The painful effects of foreclosure we see today are the inevitable consequence of ongoing government meddling in the mortgage market. Government either subsidized or forced banks to offer risky loans to risky customers, but when the entire scheme begins to collapse we’re told it is a failure of the free market. (As if Fannie Mae, Freddie Mac, the Federal Housing Administration, and other such entities were created through free, voluntary exchange and not by politicians and bureaucrats.)
Before someone blames the current economic mess on “deregulation” and injustices of the free market, consider this action undertaken by the Clinton Administration, as explained by the New York Times:
“In a move that could help increase home ownership rates among minorities and low-income consumers, the Fannie Mae Corporation is easing the credit requirements on loans that it will purchase from banks and other lenders.”
“In moving, even tentatively, into this new area of lending, Fannie Mae is taking on significantly more risk, which may not pose any difficulties during flush economic times. But the government-subsidized corporation may run into trouble in an economic downturn, prompting a government rescue similar to that of the savings and loan industry in the 1980′s.” — New York Times; September 30, 1999
Historical evidence clearly shows that government has led the endorsement of subprime mortgages and lower lending standards, with complete disregard for the economic misery that erupts out of such policies and programs. Increasing bailouts will merely delay and worsen the inevitable collapse of the modern mortgage industry that government has played a major role in creating and sustaining.
Even so, you might say, on September 24, 2008, John McCain suspended his presidential campaign with the selfless objective to pass emergency legislation to “protect taxpayers and homeowners,” so the government must know what it’s doing, right? What America got in September 2008 were the TARP bailouts which, given the situation of the mortgage market today, haven’t done squat to “protect homeowners.” Given the government’s miserable record of attempting to provide affordable housing, who in the world expects more government intervention to save homeowners this time around? You can’t save a drowning person by throwing more water on him, nor can you save a government-manipulated economy with more government intervention.

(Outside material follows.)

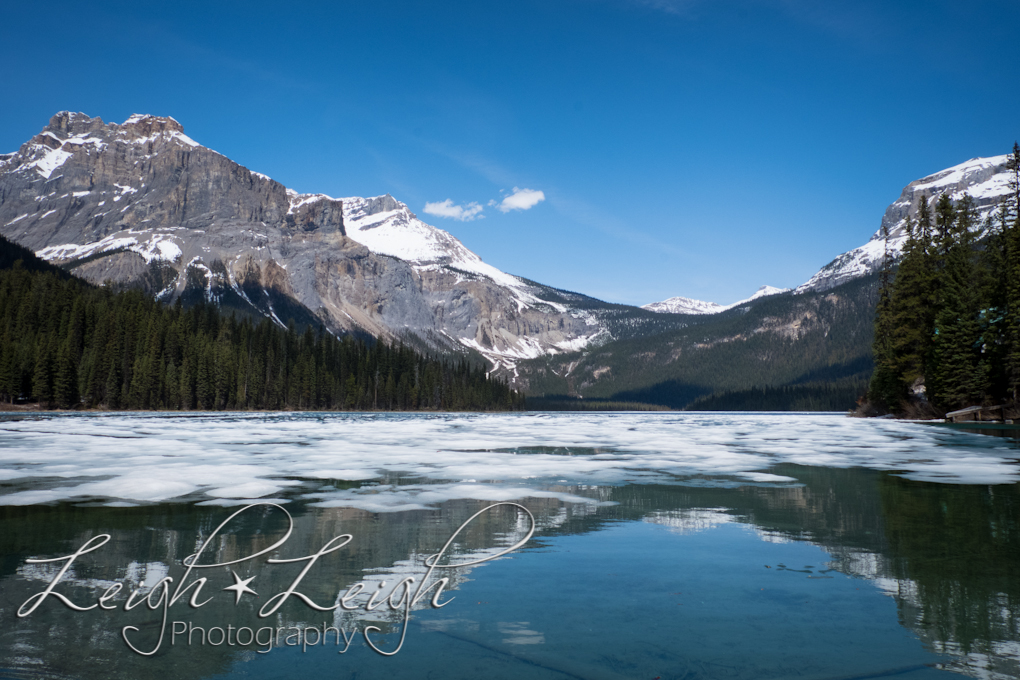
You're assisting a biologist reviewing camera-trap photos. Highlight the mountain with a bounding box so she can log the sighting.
[516,274,877,410]
[0,111,613,368]
[642,285,789,314]
[796,155,1010,293]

The free market is the best tool to save the housing market and actually provide affordable housing for those who need it. Allowing liquidation of the housing market is necessary and would bring a short-term correction, but it would end the ongoing misery homeowners are experiencing due to government manipulation in the first place. Housing prices would drop to levels most potential homeowners could actually afford, and it wouldn’t require one dollar of government intervention.
For a true recovery to take place you don’t need increased government spending, intervention, or control; all that’s needed is a return to the free market, where individuals will manage their lives and economic decisions far better than any politician or bureaucrat in Washington D.C. The free market is the only option for a sustainable, lasting, and prosperous recovery.